# Barkley still wants Suns GM role



## Dissonance (Jul 21, 2004)

I was against the idea before but I wouldn't mind it now....




> Charles Barkley has his own rules. He can say most anything he wants without fear of repercussion. That makes him funnier than most everyone on television.
> 
> But he has a serious side. He wants to build his own basketball team. He turns 50 on Wednesday, and wants the thrill of real competition one more time, the kind that a cushy network studio job can’t provide.
> 
> ...


http://www.azcentral.com/sports/sun...e-relevance-hometown-team.html?nclick_check=1


----------



## Maravilla (Jul 6, 2010)

Dan Bickley interviewed Sarver, and whether or not it was serious... Sarver said he would consider Barkley if the GM position opened up. Just saying there is a chance!


----------



## Knick Killer (Jul 16, 2006)

The Suns aren't really going anywhere at this point so it's not like Chuck could do anything worse.


----------



## Seuss (Aug 19, 2005)

Give the position to Barkley and let Majerle have a shot at coaching. I'm sure the two would be on the same page 
in their philosophy.


----------



## Dre (Jun 20, 2003)

Barkley is smarter than his TV Persona belies

But I feel like he might be a little too old fashioned, some of the stuff he says is still old school philosophy


----------



## l0st1 (Jul 2, 2010)

Barkley definitely knows basketball. Though the whole " I know what I want my PF, SF, etc to do" is a bit iffy. Seems like he would be extremely conventional. Which also leads me to believe that he wouldn't be flexible if his gameplan doesn't work out(kind of like D'Antoni and not giving in to defense)

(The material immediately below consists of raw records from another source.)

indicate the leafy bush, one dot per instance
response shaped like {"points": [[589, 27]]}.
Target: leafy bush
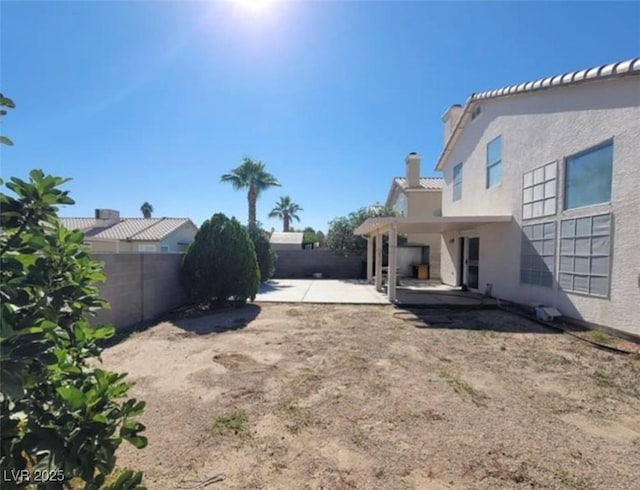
{"points": [[340, 236], [60, 412], [264, 253], [220, 264]]}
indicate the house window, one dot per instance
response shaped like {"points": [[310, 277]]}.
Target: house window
{"points": [[588, 177], [400, 206], [537, 254], [457, 182], [146, 248], [539, 192], [585, 255], [494, 162]]}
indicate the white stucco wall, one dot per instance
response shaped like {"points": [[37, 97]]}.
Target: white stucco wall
{"points": [[185, 234], [425, 203], [536, 129]]}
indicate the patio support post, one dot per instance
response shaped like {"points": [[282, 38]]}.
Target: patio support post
{"points": [[393, 262], [378, 245], [370, 258]]}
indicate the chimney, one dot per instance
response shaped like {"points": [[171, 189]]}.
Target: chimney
{"points": [[412, 168], [111, 216], [450, 118]]}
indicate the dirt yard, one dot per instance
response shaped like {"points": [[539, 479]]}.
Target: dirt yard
{"points": [[371, 397]]}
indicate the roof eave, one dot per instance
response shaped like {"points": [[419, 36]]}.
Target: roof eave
{"points": [[571, 79]]}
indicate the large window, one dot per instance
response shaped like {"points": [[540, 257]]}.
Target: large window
{"points": [[539, 192], [585, 246], [457, 182], [588, 177], [494, 162], [537, 254]]}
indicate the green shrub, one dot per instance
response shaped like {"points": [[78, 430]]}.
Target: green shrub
{"points": [[220, 264], [59, 411], [264, 253]]}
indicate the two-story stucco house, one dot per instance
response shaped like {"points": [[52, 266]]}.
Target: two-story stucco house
{"points": [[108, 232], [415, 196], [541, 195]]}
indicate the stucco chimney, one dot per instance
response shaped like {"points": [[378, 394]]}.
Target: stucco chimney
{"points": [[412, 168], [450, 118]]}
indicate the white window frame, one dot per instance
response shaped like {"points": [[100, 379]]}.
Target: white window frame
{"points": [[571, 235], [567, 161], [457, 196], [540, 192], [497, 163]]}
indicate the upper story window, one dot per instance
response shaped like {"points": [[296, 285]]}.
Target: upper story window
{"points": [[457, 182], [400, 206], [539, 192], [494, 162], [588, 177]]}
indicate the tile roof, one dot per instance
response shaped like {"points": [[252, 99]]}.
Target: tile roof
{"points": [[135, 229], [428, 183], [291, 237], [597, 73], [628, 67]]}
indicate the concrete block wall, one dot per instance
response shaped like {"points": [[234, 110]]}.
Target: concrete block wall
{"points": [[293, 264], [139, 287]]}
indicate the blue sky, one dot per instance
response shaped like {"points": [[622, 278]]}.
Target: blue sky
{"points": [[154, 101]]}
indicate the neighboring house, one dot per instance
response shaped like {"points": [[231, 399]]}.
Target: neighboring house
{"points": [[290, 240], [107, 232], [415, 196], [541, 199]]}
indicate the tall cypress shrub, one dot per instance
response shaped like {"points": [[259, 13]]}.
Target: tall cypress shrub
{"points": [[220, 264], [264, 252]]}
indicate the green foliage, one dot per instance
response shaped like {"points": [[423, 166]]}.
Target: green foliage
{"points": [[8, 103], [265, 254], [286, 210], [234, 423], [146, 209], [312, 236], [340, 236], [220, 264], [60, 411], [251, 175]]}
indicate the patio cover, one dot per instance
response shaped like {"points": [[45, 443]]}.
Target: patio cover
{"points": [[431, 224]]}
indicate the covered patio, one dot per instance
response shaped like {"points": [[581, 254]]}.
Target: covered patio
{"points": [[374, 229]]}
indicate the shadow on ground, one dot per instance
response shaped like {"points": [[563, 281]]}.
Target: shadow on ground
{"points": [[218, 321], [269, 286]]}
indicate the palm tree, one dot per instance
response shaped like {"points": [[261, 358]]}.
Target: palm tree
{"points": [[251, 175], [146, 209], [286, 210]]}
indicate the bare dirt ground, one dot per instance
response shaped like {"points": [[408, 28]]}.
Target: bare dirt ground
{"points": [[340, 397]]}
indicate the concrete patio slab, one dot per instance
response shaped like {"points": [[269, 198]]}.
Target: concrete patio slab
{"points": [[351, 291]]}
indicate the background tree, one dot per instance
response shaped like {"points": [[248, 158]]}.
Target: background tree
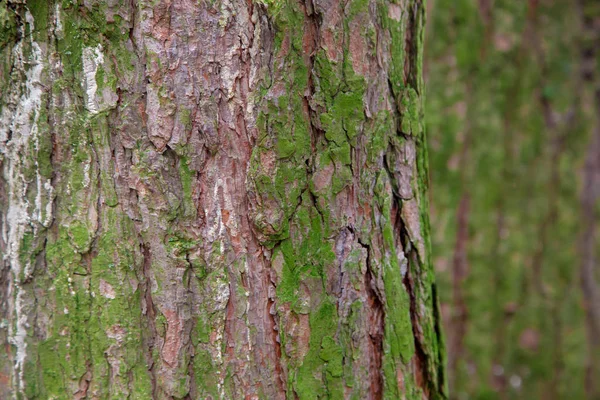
{"points": [[512, 106], [215, 199]]}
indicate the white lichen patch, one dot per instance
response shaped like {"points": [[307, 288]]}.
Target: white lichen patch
{"points": [[18, 136], [91, 58], [107, 290]]}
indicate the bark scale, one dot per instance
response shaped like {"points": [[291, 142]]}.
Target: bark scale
{"points": [[215, 199]]}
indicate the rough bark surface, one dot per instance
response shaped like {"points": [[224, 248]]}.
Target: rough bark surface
{"points": [[215, 199]]}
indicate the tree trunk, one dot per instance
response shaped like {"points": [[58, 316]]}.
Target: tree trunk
{"points": [[215, 199], [515, 160]]}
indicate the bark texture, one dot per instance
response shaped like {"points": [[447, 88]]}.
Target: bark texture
{"points": [[215, 199], [513, 125]]}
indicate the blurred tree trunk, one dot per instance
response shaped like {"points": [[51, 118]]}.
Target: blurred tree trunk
{"points": [[514, 156], [215, 199]]}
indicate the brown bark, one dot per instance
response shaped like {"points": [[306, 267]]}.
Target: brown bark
{"points": [[215, 200]]}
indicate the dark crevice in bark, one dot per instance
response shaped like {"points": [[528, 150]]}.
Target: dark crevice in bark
{"points": [[421, 359], [150, 333], [376, 326]]}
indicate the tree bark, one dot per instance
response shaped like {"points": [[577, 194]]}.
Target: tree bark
{"points": [[515, 162], [215, 199]]}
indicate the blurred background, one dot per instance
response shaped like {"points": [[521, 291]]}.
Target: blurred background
{"points": [[513, 119]]}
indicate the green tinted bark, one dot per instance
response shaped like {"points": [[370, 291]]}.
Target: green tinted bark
{"points": [[512, 118]]}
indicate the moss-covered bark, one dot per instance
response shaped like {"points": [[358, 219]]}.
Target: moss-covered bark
{"points": [[511, 117], [215, 199]]}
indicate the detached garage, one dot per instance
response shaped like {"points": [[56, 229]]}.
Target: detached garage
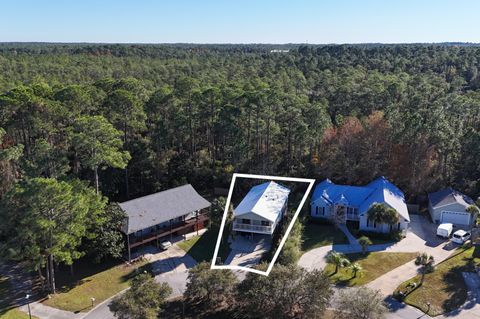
{"points": [[450, 206]]}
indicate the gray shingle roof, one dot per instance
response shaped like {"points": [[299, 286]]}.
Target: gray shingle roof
{"points": [[150, 210], [449, 196]]}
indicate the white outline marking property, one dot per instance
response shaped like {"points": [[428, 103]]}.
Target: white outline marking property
{"points": [[284, 238]]}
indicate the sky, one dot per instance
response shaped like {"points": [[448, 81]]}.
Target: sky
{"points": [[240, 21]]}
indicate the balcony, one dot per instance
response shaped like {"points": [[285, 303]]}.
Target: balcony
{"points": [[253, 228], [352, 216], [174, 227]]}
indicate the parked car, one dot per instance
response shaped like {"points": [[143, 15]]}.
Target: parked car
{"points": [[445, 230], [461, 236], [164, 245]]}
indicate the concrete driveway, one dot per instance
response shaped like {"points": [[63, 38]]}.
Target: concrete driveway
{"points": [[420, 238]]}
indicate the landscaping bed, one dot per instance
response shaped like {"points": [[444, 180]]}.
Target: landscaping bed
{"points": [[375, 237], [444, 288], [100, 281], [374, 265], [318, 234]]}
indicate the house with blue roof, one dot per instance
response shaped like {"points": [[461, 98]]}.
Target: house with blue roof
{"points": [[342, 203]]}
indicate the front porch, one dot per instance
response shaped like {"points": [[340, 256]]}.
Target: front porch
{"points": [[253, 226]]}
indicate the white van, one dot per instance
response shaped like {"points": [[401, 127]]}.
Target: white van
{"points": [[445, 230]]}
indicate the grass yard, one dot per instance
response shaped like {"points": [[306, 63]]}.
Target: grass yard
{"points": [[201, 248], [374, 265], [6, 310], [444, 288], [318, 235], [90, 280]]}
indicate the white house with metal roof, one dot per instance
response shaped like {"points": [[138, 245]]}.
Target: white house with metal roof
{"points": [[344, 203], [450, 206], [261, 210]]}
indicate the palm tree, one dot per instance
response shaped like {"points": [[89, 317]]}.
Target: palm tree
{"points": [[364, 241], [355, 268], [426, 261], [337, 259]]}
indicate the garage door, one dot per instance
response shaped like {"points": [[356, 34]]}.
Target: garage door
{"points": [[458, 218]]}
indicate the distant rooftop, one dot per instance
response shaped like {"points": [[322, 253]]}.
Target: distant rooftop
{"points": [[151, 210]]}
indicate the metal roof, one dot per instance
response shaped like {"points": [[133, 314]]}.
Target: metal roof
{"points": [[150, 210], [449, 196], [265, 200], [379, 191]]}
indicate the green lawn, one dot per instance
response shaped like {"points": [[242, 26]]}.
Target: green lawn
{"points": [[6, 310], [318, 235], [201, 248], [90, 280], [14, 314], [374, 265], [444, 288]]}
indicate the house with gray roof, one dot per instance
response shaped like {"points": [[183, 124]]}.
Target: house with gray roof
{"points": [[160, 216], [262, 209], [342, 203], [450, 206]]}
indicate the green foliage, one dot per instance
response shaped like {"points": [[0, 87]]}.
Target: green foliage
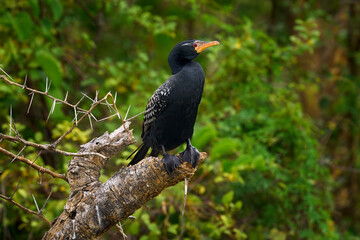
{"points": [[263, 178]]}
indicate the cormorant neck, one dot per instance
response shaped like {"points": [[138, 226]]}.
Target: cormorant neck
{"points": [[176, 62]]}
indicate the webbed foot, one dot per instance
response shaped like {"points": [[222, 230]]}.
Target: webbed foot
{"points": [[170, 162], [190, 155]]}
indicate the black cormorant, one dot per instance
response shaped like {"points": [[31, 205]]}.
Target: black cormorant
{"points": [[171, 111]]}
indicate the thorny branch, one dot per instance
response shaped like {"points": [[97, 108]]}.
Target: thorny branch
{"points": [[34, 165], [47, 147]]}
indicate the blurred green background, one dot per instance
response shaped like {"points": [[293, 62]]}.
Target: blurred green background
{"points": [[279, 115]]}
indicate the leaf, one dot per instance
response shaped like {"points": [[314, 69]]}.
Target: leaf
{"points": [[204, 136], [35, 6], [50, 65], [22, 25], [56, 8], [227, 198]]}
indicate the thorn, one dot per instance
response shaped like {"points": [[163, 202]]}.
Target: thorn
{"points": [[85, 95], [47, 87], [81, 100], [51, 110], [46, 90], [37, 156], [6, 74], [37, 207], [96, 95], [18, 154], [40, 177], [67, 92], [92, 115], [121, 230], [32, 97], [75, 116], [98, 215], [127, 112], [90, 122], [25, 81], [10, 127]]}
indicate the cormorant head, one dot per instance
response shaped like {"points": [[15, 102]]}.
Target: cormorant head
{"points": [[187, 51], [190, 49]]}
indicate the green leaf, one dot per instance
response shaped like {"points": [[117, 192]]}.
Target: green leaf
{"points": [[228, 197], [22, 25], [56, 8], [224, 147], [204, 136], [35, 6], [50, 65]]}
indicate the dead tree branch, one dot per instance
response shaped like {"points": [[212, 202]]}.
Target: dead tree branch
{"points": [[94, 207], [33, 165], [39, 214]]}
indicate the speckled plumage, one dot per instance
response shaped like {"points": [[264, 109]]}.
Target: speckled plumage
{"points": [[171, 111]]}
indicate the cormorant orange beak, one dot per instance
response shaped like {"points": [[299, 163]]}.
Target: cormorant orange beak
{"points": [[201, 46]]}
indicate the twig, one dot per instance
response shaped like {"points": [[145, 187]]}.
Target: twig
{"points": [[42, 208], [120, 229], [37, 207], [47, 147], [24, 208], [17, 187], [35, 166]]}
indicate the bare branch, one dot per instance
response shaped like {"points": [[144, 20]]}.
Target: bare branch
{"points": [[17, 187], [32, 98], [35, 166], [18, 154], [37, 207], [24, 208], [42, 208], [47, 147]]}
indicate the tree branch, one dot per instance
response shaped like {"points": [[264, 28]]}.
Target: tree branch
{"points": [[33, 165], [94, 207], [24, 208]]}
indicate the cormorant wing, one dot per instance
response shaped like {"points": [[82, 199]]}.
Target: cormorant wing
{"points": [[157, 103]]}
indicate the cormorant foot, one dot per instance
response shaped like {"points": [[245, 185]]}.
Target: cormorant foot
{"points": [[170, 163], [190, 155]]}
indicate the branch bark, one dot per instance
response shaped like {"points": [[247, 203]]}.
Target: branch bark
{"points": [[94, 207]]}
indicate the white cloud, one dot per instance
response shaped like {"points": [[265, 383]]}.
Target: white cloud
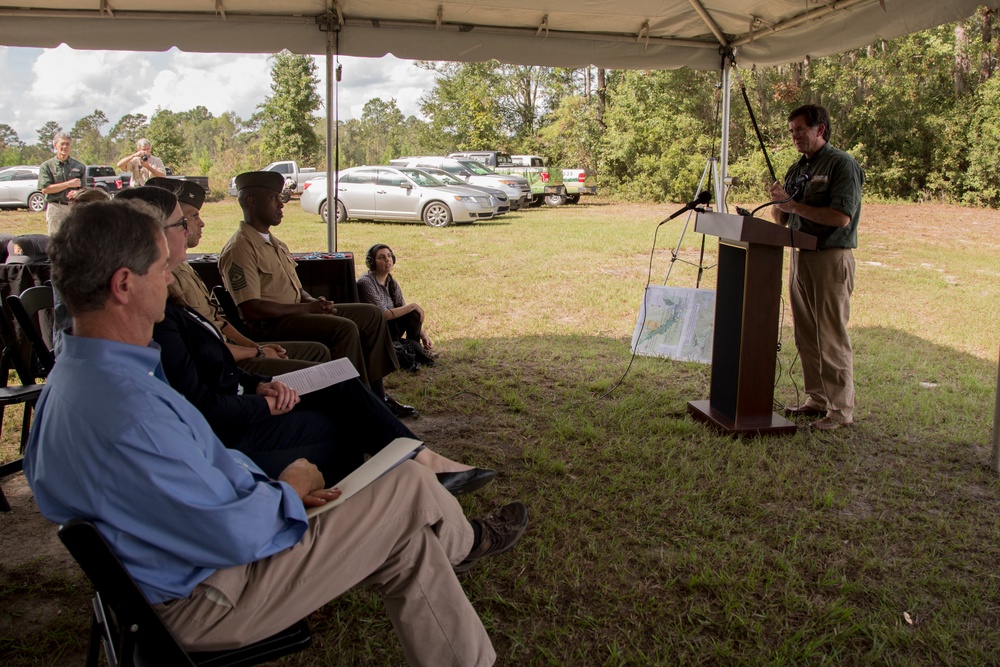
{"points": [[64, 85]]}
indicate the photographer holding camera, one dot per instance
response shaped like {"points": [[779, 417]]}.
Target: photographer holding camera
{"points": [[142, 164]]}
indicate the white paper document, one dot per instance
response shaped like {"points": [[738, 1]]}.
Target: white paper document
{"points": [[318, 377], [388, 458]]}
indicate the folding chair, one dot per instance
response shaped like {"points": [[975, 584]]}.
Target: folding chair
{"points": [[26, 393], [130, 631], [230, 310], [25, 307]]}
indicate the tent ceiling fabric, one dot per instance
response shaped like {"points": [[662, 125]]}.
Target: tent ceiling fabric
{"points": [[619, 34]]}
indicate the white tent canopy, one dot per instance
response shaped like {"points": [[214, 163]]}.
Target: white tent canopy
{"points": [[619, 34]]}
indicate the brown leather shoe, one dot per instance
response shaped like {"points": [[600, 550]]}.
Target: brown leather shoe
{"points": [[827, 424], [401, 411], [500, 531], [804, 411]]}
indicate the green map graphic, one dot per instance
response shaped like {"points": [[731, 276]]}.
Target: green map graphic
{"points": [[677, 323]]}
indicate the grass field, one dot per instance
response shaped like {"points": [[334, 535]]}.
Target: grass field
{"points": [[654, 540]]}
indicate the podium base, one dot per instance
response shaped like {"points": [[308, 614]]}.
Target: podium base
{"points": [[775, 425]]}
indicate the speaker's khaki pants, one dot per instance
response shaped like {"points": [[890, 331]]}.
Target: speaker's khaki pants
{"points": [[820, 284], [401, 535], [54, 216]]}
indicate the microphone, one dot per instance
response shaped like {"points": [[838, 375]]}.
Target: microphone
{"points": [[703, 198], [792, 187], [799, 180]]}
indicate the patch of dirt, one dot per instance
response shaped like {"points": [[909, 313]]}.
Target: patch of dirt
{"points": [[27, 535]]}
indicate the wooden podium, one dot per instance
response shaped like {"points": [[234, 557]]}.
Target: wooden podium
{"points": [[747, 304]]}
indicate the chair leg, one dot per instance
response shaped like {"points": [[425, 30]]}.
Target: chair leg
{"points": [[94, 647], [25, 426]]}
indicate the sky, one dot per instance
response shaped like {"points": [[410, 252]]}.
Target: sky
{"points": [[61, 84]]}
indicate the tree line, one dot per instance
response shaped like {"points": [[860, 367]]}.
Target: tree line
{"points": [[918, 112]]}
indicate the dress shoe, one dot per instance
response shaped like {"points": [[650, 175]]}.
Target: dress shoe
{"points": [[500, 531], [401, 411], [467, 481], [827, 424], [804, 411]]}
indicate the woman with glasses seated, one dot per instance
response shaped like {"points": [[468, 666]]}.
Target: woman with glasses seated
{"points": [[380, 289]]}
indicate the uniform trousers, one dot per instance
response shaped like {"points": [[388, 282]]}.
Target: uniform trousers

With that said,I would love to have Barkley as our GM. Blanks was/is a Diaster. I think Barkley would regain some of the respect our franchise used to have and has since lost due to Sarver. Players like him and that is always something that can be useful in the front office. Added to that, I'd LOVE to have Majerle as our coach. I wanted Majerle to get the interim job and Turner as Lead Assitant with Hunter given a bigger coaching role as well. I think they compliment each other. And I think Barkley would reach out to Majerle if he were to get the position.


But who are we kidding. Sarver isn't going to make any changes.


----------